Risk Assessment (Benefit Tips ® - © 1999)

It is prudent to review some of the risks associated with providing employee benefits.

Fiduciary Liability

  • Have the investment options of your retirement savings program been clearly explained to your staff on a regular basis?
  • Were minutes and attendance taken at employee communication meetings?
  • Are employees able to give investment instructions directly to the plan administrator and receive prompt confirmation of transactions?

New Staff

  • Are letters of offer given to new employees to clearly specify compensation, performance and attendance expectations?

Terminated Employees

  • Are letters of termination given to all employees who sever their employment?
  • Do those letters specify the dates that benefits terminate as well as conversion options?

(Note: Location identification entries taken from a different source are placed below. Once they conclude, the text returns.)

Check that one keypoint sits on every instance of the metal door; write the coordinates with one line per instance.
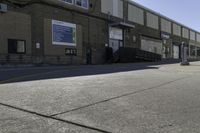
(176, 52)
(114, 44)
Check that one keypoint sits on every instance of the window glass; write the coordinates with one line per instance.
(68, 1)
(20, 46)
(192, 50)
(198, 51)
(79, 2)
(85, 3)
(82, 3)
(16, 46)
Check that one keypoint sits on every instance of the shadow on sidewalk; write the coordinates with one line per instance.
(40, 73)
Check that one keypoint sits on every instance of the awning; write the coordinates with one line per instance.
(123, 25)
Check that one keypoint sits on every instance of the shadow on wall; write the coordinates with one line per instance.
(43, 73)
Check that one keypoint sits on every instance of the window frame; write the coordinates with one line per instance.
(17, 40)
(68, 2)
(82, 4)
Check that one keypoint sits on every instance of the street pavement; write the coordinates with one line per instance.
(119, 98)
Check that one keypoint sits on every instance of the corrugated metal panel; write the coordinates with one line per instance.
(120, 9)
(135, 14)
(107, 6)
(165, 25)
(114, 7)
(176, 29)
(151, 45)
(185, 33)
(152, 21)
(198, 37)
(192, 35)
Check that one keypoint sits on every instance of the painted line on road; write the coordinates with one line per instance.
(54, 118)
(117, 97)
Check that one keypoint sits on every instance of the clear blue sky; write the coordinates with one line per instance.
(186, 12)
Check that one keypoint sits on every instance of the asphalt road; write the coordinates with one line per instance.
(121, 98)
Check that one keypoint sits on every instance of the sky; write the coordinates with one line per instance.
(186, 12)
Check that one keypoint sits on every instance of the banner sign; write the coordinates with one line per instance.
(63, 33)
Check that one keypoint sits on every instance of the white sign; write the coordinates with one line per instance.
(63, 33)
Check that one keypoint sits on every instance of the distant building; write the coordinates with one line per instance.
(77, 31)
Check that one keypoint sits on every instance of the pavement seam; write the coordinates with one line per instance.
(16, 79)
(55, 118)
(117, 97)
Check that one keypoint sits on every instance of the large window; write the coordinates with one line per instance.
(192, 50)
(68, 1)
(16, 46)
(63, 33)
(198, 51)
(82, 3)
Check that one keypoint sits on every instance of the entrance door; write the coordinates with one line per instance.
(176, 52)
(114, 44)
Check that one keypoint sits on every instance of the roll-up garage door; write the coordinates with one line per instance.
(151, 45)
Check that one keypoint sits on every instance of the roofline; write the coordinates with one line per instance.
(159, 14)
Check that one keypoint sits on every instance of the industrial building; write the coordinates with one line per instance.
(79, 31)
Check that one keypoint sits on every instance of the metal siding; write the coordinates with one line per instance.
(115, 7)
(176, 29)
(198, 37)
(165, 25)
(185, 33)
(120, 9)
(192, 35)
(148, 44)
(135, 14)
(152, 21)
(107, 6)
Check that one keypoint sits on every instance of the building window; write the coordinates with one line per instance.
(68, 1)
(82, 3)
(198, 51)
(192, 50)
(16, 46)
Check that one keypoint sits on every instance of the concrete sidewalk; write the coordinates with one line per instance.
(153, 99)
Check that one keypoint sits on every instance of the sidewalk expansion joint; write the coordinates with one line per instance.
(54, 118)
(117, 97)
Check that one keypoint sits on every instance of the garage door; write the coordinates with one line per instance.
(151, 45)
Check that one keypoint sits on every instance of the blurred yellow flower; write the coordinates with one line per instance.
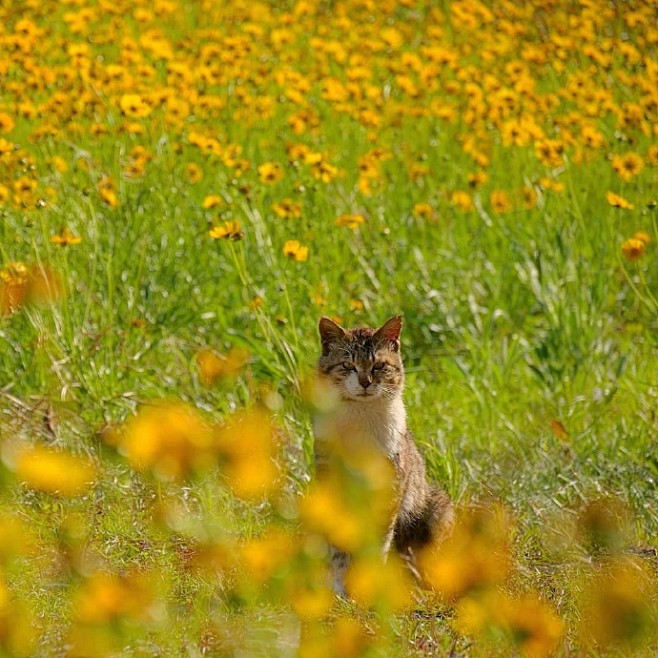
(247, 450)
(633, 248)
(134, 106)
(351, 221)
(65, 238)
(107, 597)
(475, 556)
(462, 200)
(294, 250)
(385, 586)
(170, 439)
(263, 555)
(500, 201)
(54, 471)
(213, 366)
(270, 172)
(423, 210)
(6, 123)
(287, 208)
(618, 606)
(528, 623)
(227, 231)
(212, 201)
(618, 201)
(193, 173)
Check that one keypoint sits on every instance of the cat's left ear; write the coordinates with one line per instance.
(390, 331)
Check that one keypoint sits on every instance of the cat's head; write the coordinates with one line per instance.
(362, 365)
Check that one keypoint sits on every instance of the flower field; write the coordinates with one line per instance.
(186, 187)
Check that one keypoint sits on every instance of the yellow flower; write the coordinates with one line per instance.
(262, 556)
(65, 238)
(476, 555)
(352, 221)
(287, 208)
(270, 172)
(294, 250)
(423, 210)
(212, 201)
(617, 604)
(106, 597)
(528, 622)
(247, 449)
(193, 173)
(134, 106)
(107, 192)
(633, 248)
(643, 236)
(618, 201)
(227, 231)
(169, 439)
(6, 123)
(462, 200)
(53, 471)
(373, 584)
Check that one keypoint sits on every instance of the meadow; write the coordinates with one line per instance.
(187, 187)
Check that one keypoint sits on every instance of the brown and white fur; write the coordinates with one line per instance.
(364, 369)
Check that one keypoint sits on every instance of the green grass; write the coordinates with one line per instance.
(511, 321)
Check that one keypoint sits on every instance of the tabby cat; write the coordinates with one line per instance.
(364, 370)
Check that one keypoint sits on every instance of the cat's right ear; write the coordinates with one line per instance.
(329, 331)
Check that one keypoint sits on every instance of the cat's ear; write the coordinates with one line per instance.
(330, 331)
(390, 331)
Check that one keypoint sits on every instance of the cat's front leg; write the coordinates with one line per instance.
(340, 562)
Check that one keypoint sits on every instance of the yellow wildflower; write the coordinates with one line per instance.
(212, 201)
(65, 238)
(213, 366)
(352, 221)
(134, 106)
(54, 471)
(247, 449)
(169, 439)
(294, 250)
(270, 172)
(227, 231)
(618, 201)
(287, 208)
(633, 248)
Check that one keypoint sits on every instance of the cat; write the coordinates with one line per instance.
(363, 369)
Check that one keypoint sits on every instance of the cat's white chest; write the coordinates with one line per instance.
(378, 423)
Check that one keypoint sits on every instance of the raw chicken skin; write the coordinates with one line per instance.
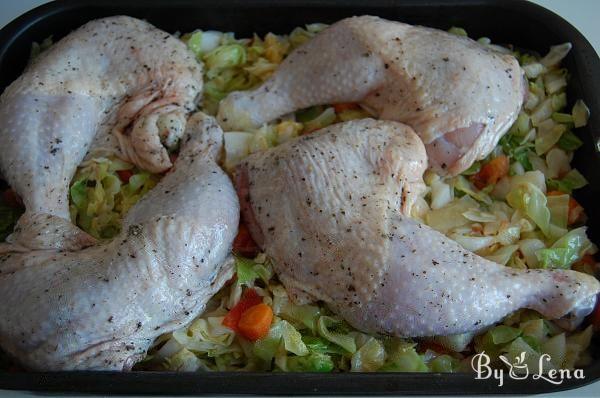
(330, 209)
(458, 95)
(117, 71)
(102, 307)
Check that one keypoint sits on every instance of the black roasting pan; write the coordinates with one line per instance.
(523, 24)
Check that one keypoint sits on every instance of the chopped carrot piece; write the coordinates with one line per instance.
(125, 175)
(255, 322)
(249, 299)
(491, 172)
(344, 106)
(243, 243)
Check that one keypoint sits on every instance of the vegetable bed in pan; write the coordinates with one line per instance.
(514, 206)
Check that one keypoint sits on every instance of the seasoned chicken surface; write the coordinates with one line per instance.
(102, 307)
(119, 80)
(459, 96)
(331, 210)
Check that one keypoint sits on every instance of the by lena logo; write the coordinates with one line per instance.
(521, 368)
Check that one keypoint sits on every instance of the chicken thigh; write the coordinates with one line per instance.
(458, 95)
(119, 76)
(331, 210)
(102, 307)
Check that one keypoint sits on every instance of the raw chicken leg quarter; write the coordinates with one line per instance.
(102, 307)
(459, 96)
(331, 210)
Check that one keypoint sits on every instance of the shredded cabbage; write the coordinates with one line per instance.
(512, 223)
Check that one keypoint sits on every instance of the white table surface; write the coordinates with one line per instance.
(583, 14)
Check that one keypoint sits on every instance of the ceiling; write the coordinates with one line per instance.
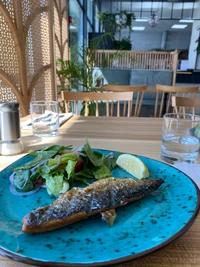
(169, 12)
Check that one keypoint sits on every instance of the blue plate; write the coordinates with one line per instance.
(139, 229)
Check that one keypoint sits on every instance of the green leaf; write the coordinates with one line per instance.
(101, 172)
(56, 184)
(22, 180)
(70, 169)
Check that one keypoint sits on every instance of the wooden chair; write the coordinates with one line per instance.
(93, 99)
(167, 92)
(185, 104)
(138, 94)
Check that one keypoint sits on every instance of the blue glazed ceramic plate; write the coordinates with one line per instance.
(140, 227)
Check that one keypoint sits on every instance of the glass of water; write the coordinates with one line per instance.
(180, 143)
(45, 118)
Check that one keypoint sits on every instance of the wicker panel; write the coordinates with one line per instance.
(42, 89)
(61, 31)
(29, 6)
(6, 94)
(9, 6)
(26, 54)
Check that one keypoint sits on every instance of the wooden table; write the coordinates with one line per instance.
(134, 135)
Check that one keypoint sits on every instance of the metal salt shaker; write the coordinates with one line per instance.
(10, 132)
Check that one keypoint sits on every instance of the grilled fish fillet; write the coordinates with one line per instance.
(102, 196)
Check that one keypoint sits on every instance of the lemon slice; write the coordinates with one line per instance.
(133, 165)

In most cases, employers must continue all benefits until the end of the period of employment. Many jurisdictions include the time equivalent of any lump sum payout such as vacation, sick-time and severance.

Employers should have a policy that determines when the employee can no longer fulfill their part of the employment contract. The period is often as short as 6-months and sometimes extends to age 65.

The policy should be reviewed by legal counsel, clearly specify the conditions under which each benefit will continue and the conditions under which they will be terminated. Employee life insurance normally contains a waiver of premium provision that will continue coverage while the employee meets a certain criteria. The long-term disability insurance premiums are normally waived for an employee during a claim payment period.

Conversion to Personal Coverage

Life insurance and sometimes long-term disability insurance benefits can be converted to personal coverage within the 30-day period following the termination of group coverage. The conversion feature adds 4% to the long-term disability insurance premium rate but can save considerable time and money when negotiating severance packages.


It is critical to provide the employee with the forms and contact information necessary to apply for benefits and convert their insurance to individual coverage. Your liability can be minimized by documenting your communication and dealing with a broker and insurer that provides service to terminated employees.


  • Is your medical plan discriminatory?
  • Is coverage different for different medical conditions?
  • Are some lifestyle drugs covered (birth control pills) while others excluded (penile erectile dysfunction)?
  • Uniform maximums and health spending accounts provide an alternative to exposing yourself to charges of discrimination.

Retiree Coverage (Benefit Tips ® - © 1999)

Retiree benefits pose a significant risk and should be avoided unless they are essential to achieving the objectives of benefits program. Retiree benefits vest upon retirement and cannot be subsequent reduced by plan amendments. Even if insurers are no longer willing to insure retirees, the employer has a legal obligation to provide coverage.

Companies must recognize retiree benefits as a deferred compensation liability and accrue the cost during an employee's working years. Calculating the liability for retiree benefits is complex because turnover, mortality, inflation and utilization need to be considered. The calculation can be dramatically simplified if a defined contribution health spending account is used to eliminate the inflation risk.